Pulmonology Coding Alert

Avoid Auditor Review:

Get Up to Speed On CCI 15.2 Edits

Subsequent IV push coding is the biggest change for pulmonology practices.

If you are intimidated by wading through the 3,500 new code pairs that the Correct Coding Initiatives just introduced, you are not alone. Eli helps you cut to the chase with what pulmonology coders need to know about the CCI 15.2 edits, effective July 1.

In a nutshell: The CCI edits are pairs of procedure codes with prohibited or limited reimbursement when reported together for the same patient on the same day by the same provider, according to Frank Cohen, MPA, senior analyst with MIT Solutions Inc. in Clearwater, Fla., in his June 30, 2009, webinar "NCCI Version 15.2 Update."

Watch out: Continued violation of CCI edits or inappropriate modifier use can increase your chances of auditor review, particularly under RACs (recovery audit contractors), says Cohen. So toe the line, and refer to the date of service -- not the claim submission date -- when applying these changes.

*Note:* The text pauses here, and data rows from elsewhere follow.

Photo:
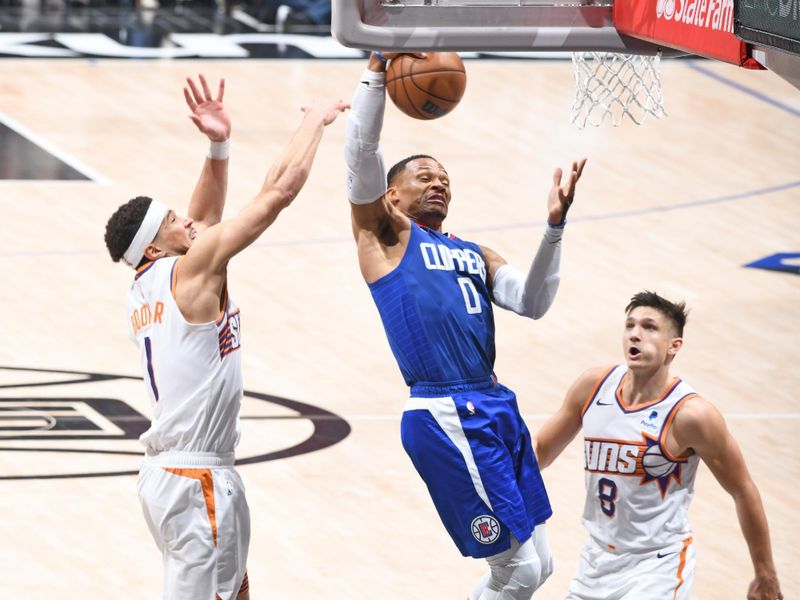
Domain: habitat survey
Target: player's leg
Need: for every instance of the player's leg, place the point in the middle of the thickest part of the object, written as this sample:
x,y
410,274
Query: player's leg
x,y
435,441
664,573
244,590
518,572
233,534
177,512
598,576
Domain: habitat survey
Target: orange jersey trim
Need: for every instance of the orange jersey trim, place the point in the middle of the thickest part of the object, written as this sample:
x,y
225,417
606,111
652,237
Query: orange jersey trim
x,y
668,424
627,408
206,479
686,543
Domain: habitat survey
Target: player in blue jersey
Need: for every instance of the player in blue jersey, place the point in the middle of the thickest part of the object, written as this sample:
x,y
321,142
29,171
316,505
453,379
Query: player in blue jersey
x,y
461,428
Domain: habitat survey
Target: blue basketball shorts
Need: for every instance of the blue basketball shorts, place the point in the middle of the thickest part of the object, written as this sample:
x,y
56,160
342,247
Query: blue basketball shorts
x,y
473,451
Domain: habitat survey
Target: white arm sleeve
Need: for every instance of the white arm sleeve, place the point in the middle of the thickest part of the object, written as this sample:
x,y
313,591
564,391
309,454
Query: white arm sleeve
x,y
366,172
531,296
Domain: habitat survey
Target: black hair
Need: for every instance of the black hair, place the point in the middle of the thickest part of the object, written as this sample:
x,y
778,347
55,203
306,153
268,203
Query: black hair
x,y
398,167
123,225
675,312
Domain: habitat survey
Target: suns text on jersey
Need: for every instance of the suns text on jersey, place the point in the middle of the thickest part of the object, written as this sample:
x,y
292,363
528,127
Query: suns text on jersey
x,y
146,315
612,456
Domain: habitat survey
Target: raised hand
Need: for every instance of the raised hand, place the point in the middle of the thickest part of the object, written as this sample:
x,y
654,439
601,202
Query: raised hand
x,y
562,195
327,107
208,113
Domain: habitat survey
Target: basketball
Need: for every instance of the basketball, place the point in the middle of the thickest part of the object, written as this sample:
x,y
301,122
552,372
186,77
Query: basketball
x,y
426,88
656,464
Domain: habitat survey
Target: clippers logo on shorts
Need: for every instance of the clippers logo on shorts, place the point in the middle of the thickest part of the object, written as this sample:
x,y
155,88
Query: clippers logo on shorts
x,y
485,529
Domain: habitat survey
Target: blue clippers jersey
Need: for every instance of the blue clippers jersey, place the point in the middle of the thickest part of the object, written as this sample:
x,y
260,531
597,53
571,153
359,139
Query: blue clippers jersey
x,y
437,311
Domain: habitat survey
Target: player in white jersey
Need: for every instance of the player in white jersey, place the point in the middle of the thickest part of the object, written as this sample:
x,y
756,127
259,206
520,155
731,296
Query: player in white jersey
x,y
645,433
187,330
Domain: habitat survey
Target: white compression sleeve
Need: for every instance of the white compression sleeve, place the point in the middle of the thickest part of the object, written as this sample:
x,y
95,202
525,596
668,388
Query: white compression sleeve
x,y
366,172
531,296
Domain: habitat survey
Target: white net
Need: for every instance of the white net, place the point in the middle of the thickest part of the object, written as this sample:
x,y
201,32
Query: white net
x,y
611,86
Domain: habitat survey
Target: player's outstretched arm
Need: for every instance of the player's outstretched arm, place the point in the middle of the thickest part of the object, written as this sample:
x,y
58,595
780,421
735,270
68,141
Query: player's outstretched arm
x,y
700,426
281,186
200,274
532,294
208,114
561,428
376,223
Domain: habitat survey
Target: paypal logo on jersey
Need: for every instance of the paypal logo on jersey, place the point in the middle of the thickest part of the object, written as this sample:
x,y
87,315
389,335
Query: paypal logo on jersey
x,y
439,257
647,424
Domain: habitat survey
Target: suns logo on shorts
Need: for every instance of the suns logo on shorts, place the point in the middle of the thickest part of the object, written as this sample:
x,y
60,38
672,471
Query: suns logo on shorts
x,y
485,529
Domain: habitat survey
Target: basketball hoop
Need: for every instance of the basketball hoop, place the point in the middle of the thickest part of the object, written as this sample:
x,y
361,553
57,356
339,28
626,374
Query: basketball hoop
x,y
608,84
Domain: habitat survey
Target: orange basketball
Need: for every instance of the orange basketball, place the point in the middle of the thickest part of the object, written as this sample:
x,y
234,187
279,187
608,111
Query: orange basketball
x,y
426,88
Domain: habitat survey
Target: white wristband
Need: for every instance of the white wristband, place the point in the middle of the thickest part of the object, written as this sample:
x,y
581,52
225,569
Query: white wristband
x,y
219,150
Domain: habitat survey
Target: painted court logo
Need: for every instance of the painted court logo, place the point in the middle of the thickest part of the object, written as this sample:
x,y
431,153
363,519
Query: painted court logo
x,y
485,529
58,424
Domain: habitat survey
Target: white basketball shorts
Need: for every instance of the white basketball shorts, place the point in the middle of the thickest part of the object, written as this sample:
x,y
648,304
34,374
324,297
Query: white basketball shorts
x,y
663,574
195,507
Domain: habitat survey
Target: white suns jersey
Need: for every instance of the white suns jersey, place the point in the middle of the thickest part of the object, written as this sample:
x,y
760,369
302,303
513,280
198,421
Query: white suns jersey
x,y
192,372
637,496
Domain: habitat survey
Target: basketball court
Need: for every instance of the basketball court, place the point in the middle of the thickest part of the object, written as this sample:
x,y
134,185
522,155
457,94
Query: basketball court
x,y
702,205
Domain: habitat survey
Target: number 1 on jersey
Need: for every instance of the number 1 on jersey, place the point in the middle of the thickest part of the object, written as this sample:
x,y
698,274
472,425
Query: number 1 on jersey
x,y
471,299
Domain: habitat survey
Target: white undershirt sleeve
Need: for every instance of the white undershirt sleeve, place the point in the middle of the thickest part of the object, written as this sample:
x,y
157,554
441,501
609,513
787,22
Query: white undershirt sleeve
x,y
531,295
366,172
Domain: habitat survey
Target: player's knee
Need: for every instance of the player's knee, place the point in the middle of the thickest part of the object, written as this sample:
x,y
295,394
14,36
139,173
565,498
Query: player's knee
x,y
517,579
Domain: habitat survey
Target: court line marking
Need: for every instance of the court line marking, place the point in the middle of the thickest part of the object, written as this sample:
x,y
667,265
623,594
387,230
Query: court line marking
x,y
743,88
526,225
51,148
736,416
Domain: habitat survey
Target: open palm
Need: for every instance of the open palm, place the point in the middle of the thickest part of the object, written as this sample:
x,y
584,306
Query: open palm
x,y
208,113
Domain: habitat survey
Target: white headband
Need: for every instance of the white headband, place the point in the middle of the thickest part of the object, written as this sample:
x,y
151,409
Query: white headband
x,y
146,234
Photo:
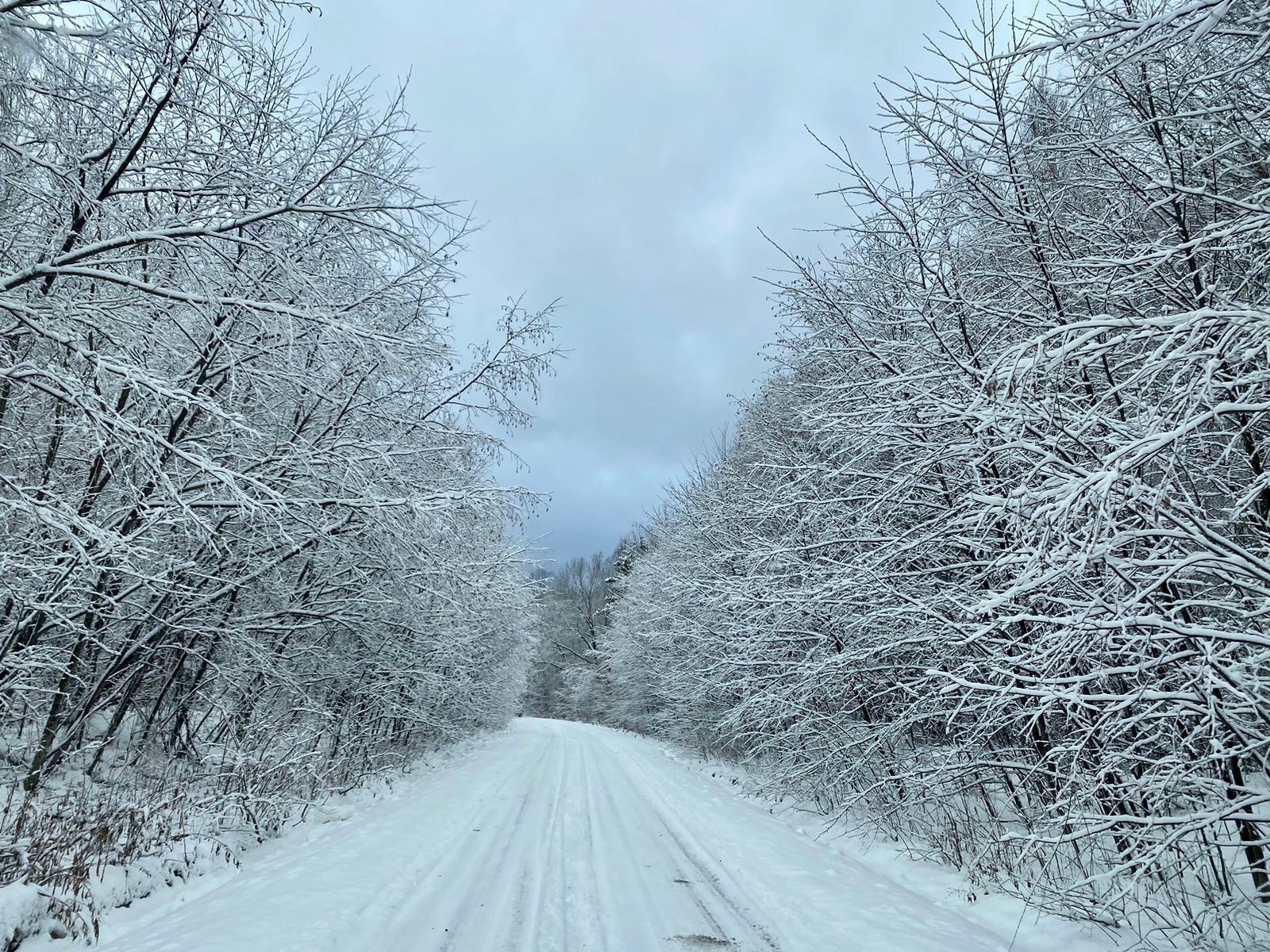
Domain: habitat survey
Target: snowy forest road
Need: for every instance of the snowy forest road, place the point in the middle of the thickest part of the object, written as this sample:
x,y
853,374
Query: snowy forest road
x,y
556,837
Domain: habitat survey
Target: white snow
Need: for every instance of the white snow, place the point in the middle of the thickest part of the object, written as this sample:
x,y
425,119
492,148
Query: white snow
x,y
565,837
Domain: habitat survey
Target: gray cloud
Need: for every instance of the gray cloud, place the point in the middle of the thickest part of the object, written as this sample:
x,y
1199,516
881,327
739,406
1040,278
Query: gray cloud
x,y
622,156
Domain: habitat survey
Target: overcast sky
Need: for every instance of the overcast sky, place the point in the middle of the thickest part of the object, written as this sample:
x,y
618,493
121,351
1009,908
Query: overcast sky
x,y
622,156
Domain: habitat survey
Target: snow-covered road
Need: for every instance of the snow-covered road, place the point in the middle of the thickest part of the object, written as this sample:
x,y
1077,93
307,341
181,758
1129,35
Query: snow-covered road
x,y
554,837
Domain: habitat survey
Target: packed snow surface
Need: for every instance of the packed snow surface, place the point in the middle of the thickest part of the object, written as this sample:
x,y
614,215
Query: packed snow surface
x,y
556,837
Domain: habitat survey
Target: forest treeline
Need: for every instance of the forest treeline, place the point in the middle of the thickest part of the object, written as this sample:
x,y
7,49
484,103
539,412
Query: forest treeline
x,y
984,560
251,546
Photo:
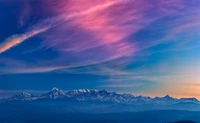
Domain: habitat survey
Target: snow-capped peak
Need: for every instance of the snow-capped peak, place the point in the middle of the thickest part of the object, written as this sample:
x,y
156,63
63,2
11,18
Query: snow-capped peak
x,y
101,95
55,89
54,94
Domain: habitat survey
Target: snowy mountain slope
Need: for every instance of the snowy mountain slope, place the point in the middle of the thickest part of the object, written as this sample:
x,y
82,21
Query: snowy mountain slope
x,y
102,96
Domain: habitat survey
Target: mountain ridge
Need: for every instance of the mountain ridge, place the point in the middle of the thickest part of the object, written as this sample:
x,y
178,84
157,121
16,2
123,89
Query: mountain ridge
x,y
102,96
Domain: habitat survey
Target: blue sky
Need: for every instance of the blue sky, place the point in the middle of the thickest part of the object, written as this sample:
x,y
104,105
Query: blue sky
x,y
141,47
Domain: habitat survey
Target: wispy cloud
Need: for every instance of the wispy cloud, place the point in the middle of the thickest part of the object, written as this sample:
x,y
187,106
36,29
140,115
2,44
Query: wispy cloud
x,y
18,39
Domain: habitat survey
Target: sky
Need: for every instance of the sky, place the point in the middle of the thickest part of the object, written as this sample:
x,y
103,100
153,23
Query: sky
x,y
143,47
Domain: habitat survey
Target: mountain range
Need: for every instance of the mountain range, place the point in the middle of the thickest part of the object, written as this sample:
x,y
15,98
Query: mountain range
x,y
85,95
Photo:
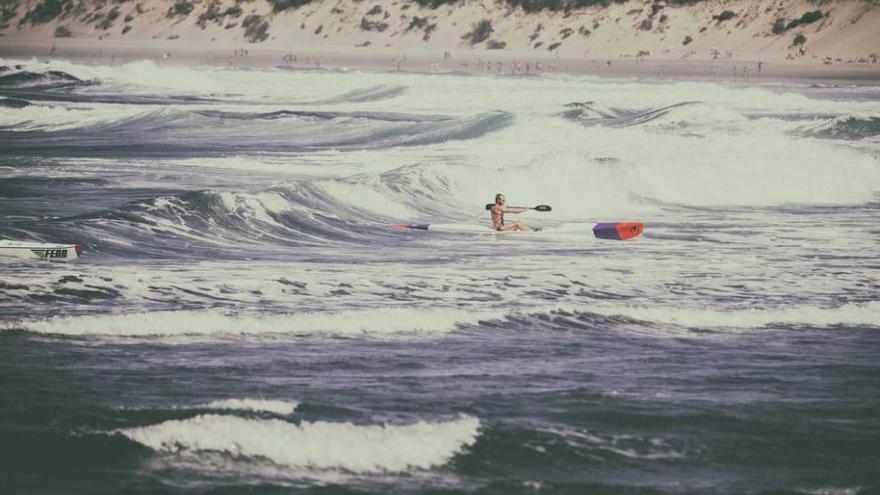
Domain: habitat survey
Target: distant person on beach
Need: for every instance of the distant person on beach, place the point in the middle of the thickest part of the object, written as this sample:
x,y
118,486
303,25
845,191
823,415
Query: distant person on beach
x,y
499,209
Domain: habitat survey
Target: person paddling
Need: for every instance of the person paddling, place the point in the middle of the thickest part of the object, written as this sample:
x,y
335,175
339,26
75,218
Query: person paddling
x,y
499,209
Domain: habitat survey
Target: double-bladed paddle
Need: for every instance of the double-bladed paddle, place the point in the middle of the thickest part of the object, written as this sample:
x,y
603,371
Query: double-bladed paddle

Read on for the skinny on the codes you may use.

Prep for 2 New Code Pairs

In a typical pulmonology practice, you will probably need to concern yourself with only two new code pairs.

Pair 1: CCI 15.2 prohibits the reporting of a subsequent IV push along with spirometry with bronchodilation. Therefore, avoid reporting the following two codes together:

• 94060 -- Bronchodilation responsiveness, spirometry as in 94010, pre- and postbronchodilator administration

• 96376 -- Therapeutic, prophylactic, or diagnostic injection (specify substance or drug); subcutaneous or intramuscular, each additional sequential intravenous push of the same substance/drug provided in a facility (List separately in addition to code for primary procedure).

Note that previous CCI edits also prohibit coding 96372 (Therapeutic, prophylactic, or diagnostic injection [specify substance or drug]; subcutaneous or intramuscular), 96374 (... intravenous push, single or initial substance/drug) or 96375 (... each additional sequential intravenous push of a new substance/drug [List separately in addition to code for primary procedure]) to report an injection along with 94060. Thus, incorporating the current edit for 96376 allows for consistency when handling therapeutic, prophylactic, or diagnostic injections, says Carol Pohlig, BSN, RN, CPC, senior coding and education specialist at the University of Pennsylvania department of medicine in Philadelphia.

All of the above codes have a "1" in the modifier column, meaning that you can override the edit when appropriate. The situation, however, may rarely present itself. "I am not sure anyone would ever give an initial IV push of any drug during spirometry, let alone a subsequent one," comments Alan L. Plummer, MD, professor of medicine, division of pulmonary, allergy, and critical care at Emory University School of Medicine in Atlanta.

Pair 2: Starting from July 1, you must also avoid reporting 36000 (Introduction of needle or intracatheter, vein) for IV access along with 96376 for a subsequent IV push.

Identify Modifier 59 Opportunities

Know when a loophole can pay off. If the modifier column contains a "0," you cannot override the bundle. However, if the modifier column contains a "1" you can unbundle the pair by using modifier 59 (Distinct procedural service) when appropriate, notes Plummer.

Example: There are several scenarios which may necessitate the unbundling of 36000 and +96376 (subsequent IV push), shares Barbara J. Cobuzzi, MBA, CPC,CPC-H, CPCP, CENTC, CHCC, senior coder and auditor for The Coding Network and president of CRN Healthcare Solutions in Tinton Falls, N.J. Append modifier 59, says Cobuzzi, if the pulmonologist:

• Introduces a new needle or intracatheter at a different site, or

• Performs the two procedures during different operative sessions or patient encounters on the same day.

Example: An established patient with an acute asthmatic attack arrives at the office. The pulmonologist orders albuterol administered by nebulization, starts an IV, and administers Solu-Medrol intravenously. The IV infiltrates and then is removed. The patient improves after two more albuterol treatments. Before allowing the patient to leave the office, the pulmonologist starts another IV and administers another IV dose of Solu-Medrol. In this example, says Plummer, you should code:

• 99211-99215 (Office or Other Outpatient Services, Established Patient) for the office visit

• 36000-59 for the initial (failed) access

• 96374 for the initial IV dose of Solu-Medrol

• 94640 (Pressurized or nonpressurized inhalation treatment for acute airway obstruction or for sputum induction for diagnostic purposes [e.g., with an aerosol generator, nebulizer, metered dose inhaler or intermittent positive pressure breathing (IPPB) device]) for the initial albuterol nebulizer therapy

• 94640-76 (Repeat procedure or service by same physician) x 2 for the subsequent albuterol treatments • 96376 for the subsequent IV push of Solu-Medrol in the second access site.

• You should also code for the two doses of Solu- Medrol, depending on the amount used: J2920 (up to 40 mg) or J2930 (up to 125 mg), adds Pohlig.